Today I went into options and choose "Do not send notifications by email". But I still get them by email. Is this a bug?


----------



## Kelly B

No - you won't receive notifications for threads in which you participate after you made the change today, but you will continue to receive them for threads you subscribed to before you made the change. To turn them all off, go to your list of subscribed threads, either through your User Control Panel or My Threads. Look for check marks in the notification column, and remove the check marks from those boxes to turn each one off.


----------



## jann

Youngfun said:


> Today I went into options and choose "Do not send notifications by email". But I still get them by email. Is this a bug?





Kelly B said:


> No - you won't receive notifications for threads in which you participate after you made the change today, but you will continue to receive them for threads you subscribed to before you made the change. To turn them all off, go to your list of subscribed threads, either through your User Control Panel or My Threads. Look for check marks in the notification column, and remove the check marks from those boxes to turn each one off.

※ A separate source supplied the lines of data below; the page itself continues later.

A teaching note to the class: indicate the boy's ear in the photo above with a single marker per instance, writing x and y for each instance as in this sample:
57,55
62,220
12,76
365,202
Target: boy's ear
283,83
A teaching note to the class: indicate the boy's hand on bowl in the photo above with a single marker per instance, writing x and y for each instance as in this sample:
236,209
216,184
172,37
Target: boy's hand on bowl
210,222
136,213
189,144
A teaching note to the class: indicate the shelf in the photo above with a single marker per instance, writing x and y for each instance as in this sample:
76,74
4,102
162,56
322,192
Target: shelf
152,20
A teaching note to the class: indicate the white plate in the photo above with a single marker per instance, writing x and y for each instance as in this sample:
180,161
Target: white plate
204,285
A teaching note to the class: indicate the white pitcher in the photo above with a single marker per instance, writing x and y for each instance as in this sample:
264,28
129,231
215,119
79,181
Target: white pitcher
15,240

Please see Email notification.


----------



## Youngfun

Thanks Kelly B and jann.
I just ntoiced that under "My Thread" there is a column "Notification". On some of them (new subscribed threads) there is "none", on some (old ones) there is "instant". I selected them all and clicked on "Don't sent notification".


----------



## jmt356

jann said:


> But what I'm trying to explain is even when we did have email notification fully enabled on our forums in the past, it did not work the way you describe. Instead, the content of the first unread post -- and only the first unread post -- was delivered to your email inbox. It was always impossible to get the content of any subsequent unread replies delivered via email.



Thank you for clarifying. Yes, this is how most other forums work. I still find that forum useful. I often go back to the forum when there is an important topic and I want to read earlier posts or want to reply. Visiting the forum causes future messages to come to my inbox. The important thing is I have everything in my inbox, which to me is much easier to search than going to the web site, especially in my case, since I participate in multiple forums. It is convenient to have all of the messages in my inbox.


----------



## jmt356

Each time I receive a notification, it states "There may also be other replies, but you will not receive any more notifications until you visit the forum again." However, it appears that when I am subscribed to a thread, I get a notification each time there is a reply, even if I have not visited the forum since receiving the last notification. Why is this? Is it based on my settings?


----------



## jmt356

Is it normal to receive multiple notifications in the same day when different people reply to a thread I am subscribed to even if I have not visited the thread in the time between each notification?


----------